НАБЛЮДАТЕЛЬ
рецензии
Вера, истина, справедливость — и дочка Маша
Леонид Пантелеев. История моих сюжетов. Составление и предисловие С. Лурье. — СПб.: Геликон Плюс, 2015.
В исчезнувшей Атлантиде под названием «советская литература» он был одним из самых загадочных персонажей. Скрытным донельзя, точнее, закрытым для общения почти наглухо. Эдакий сумрачный ментор, создатель очень талантливых, но при этом довольно строгих и, прямо скажем, часто нравоучительных рассказов, чем-то похожих на него самого, — прямых, аскетичных, даже суровых. Проповедник, дидактик, моралист, честный и несгибаемый (что для моралистов характерно далеко не всегда). Работал исключительно по ночам, в глухой тишине, когда не слышно было ничьих голосов.
Что рисовалось в его воображении в эти таинственные ночные часы? Стоял ли рядом его давным-давно покойный друг и соавтор по «Республике ШКИД» Григорий Белых, умерший в сталинской тюрьме от туберкулеза? Или вспоминались шкидские друзья, тоже давно погибшие, кто в блокаду от голода, кто на фронте, кто от болезней, а кто просто сгинувший? Или виделся ему сталинско-ежовский апокалипсис, о котором он как-то сказал, что не может написать о нем ни единого слова, поскольку нет, не придумано для него адекватных слов? Или — труднопостижимый ужас блокады, когда он в вымирающем городе остался без паспорта, прописки и карточек, то бишь без права жить, с предписанием покинуть Ленинград как бывший «уголовник», и мучительно умирал несколько месяцев, спасшись лишь чудом?

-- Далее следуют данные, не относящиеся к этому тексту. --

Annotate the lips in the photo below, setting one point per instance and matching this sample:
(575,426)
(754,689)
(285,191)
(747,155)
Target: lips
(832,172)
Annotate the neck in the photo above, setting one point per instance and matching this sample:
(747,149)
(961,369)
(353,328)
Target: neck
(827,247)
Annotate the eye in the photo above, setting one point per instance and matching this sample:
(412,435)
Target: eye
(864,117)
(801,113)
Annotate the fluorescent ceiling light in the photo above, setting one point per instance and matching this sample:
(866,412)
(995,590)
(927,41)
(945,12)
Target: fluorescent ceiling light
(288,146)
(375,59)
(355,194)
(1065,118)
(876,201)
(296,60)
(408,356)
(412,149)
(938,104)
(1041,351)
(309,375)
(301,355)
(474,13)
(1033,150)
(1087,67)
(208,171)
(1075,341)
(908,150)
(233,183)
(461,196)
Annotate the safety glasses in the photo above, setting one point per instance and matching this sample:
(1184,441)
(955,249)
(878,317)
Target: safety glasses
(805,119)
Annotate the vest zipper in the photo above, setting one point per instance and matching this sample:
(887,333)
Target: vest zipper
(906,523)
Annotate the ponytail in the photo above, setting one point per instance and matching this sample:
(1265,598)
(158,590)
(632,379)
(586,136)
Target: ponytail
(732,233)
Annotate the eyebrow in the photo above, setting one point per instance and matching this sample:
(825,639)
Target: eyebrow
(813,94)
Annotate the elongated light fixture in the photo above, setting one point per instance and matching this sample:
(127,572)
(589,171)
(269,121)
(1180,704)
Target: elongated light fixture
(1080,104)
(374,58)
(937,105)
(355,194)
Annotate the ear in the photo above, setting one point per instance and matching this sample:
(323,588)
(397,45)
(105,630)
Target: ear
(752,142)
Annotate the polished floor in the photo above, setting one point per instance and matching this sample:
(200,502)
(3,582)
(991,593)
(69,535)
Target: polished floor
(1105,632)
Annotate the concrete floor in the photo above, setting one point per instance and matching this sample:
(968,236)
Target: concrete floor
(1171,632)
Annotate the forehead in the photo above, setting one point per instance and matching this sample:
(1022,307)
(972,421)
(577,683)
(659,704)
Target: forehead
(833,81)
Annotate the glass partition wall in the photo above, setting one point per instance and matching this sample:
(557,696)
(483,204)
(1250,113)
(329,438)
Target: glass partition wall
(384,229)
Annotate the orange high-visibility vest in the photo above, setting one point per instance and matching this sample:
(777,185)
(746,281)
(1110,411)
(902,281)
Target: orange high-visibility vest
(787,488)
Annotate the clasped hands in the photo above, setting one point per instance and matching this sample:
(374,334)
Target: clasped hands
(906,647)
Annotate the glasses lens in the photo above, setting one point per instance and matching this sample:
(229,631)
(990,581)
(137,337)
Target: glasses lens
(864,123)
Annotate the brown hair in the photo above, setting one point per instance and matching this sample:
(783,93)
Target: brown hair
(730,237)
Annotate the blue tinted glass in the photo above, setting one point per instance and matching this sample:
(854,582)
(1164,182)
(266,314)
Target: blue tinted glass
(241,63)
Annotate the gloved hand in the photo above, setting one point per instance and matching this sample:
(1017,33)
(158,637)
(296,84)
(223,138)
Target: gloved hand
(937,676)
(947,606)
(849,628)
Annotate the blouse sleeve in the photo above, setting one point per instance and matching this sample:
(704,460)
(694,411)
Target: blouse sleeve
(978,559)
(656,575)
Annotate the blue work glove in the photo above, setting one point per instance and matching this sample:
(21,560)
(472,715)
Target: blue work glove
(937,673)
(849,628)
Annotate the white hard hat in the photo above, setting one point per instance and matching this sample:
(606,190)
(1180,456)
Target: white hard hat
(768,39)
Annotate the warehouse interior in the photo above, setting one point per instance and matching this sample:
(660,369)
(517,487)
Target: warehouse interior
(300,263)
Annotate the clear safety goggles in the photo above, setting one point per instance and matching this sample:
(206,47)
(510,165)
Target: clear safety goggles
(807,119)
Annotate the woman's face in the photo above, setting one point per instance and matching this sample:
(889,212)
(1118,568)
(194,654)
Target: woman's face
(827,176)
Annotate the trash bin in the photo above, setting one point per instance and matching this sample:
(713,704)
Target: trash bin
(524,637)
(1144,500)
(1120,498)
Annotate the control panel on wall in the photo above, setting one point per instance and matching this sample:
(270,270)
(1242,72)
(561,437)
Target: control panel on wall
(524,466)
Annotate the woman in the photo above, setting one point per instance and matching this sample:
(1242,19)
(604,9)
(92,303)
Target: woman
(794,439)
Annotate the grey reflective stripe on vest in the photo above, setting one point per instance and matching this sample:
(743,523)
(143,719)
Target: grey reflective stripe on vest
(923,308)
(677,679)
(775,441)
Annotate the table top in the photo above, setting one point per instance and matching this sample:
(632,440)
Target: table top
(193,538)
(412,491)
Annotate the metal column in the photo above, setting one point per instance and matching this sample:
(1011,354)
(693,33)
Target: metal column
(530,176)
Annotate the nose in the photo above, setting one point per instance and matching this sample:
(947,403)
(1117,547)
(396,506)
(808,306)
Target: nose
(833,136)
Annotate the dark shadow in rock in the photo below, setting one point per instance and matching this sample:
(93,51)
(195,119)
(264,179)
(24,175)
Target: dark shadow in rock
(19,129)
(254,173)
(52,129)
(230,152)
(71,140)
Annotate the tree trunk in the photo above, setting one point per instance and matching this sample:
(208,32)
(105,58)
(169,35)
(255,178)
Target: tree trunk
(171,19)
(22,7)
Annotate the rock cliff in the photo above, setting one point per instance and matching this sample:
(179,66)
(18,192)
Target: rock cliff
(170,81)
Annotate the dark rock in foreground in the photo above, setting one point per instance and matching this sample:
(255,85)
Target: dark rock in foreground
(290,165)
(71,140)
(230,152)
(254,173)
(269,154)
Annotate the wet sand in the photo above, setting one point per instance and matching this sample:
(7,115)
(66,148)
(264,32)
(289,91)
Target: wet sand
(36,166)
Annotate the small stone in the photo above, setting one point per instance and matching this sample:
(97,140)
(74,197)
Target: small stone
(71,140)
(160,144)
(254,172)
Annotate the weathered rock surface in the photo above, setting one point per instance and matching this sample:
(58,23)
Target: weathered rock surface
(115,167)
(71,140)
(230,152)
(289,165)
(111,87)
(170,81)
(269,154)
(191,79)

Или — что было едва ли не самым страшным — виделась ему бесконечно любимая дочка Маша, ребенок поздний, болезненный, в детстве талантливый, а потом глубоко несчастный?.. Впрочем, с Машей мысленно он не расставался никогда. Машей наполнены все его позднейшие произведения, о чем бы в них ни говорилось. А Маша была давно и безнадежно больна, и основным ее местом жительства с семнадцати лет были то дом скорби в Удельной, то знаменитый институт Бехтерева. Увы, никакое лечение ей не помогало. Ненадолго возвращаясь домой, она, по собственным его словам из письма Лидии Чуковской, давнему его другу, беспрерывно мучилась и мучила его.
К тому же умерла Элико, жена, — упала на улице, торопясь к трамваю, чтобы свезти в церковь одежду для нищей и больной девушки.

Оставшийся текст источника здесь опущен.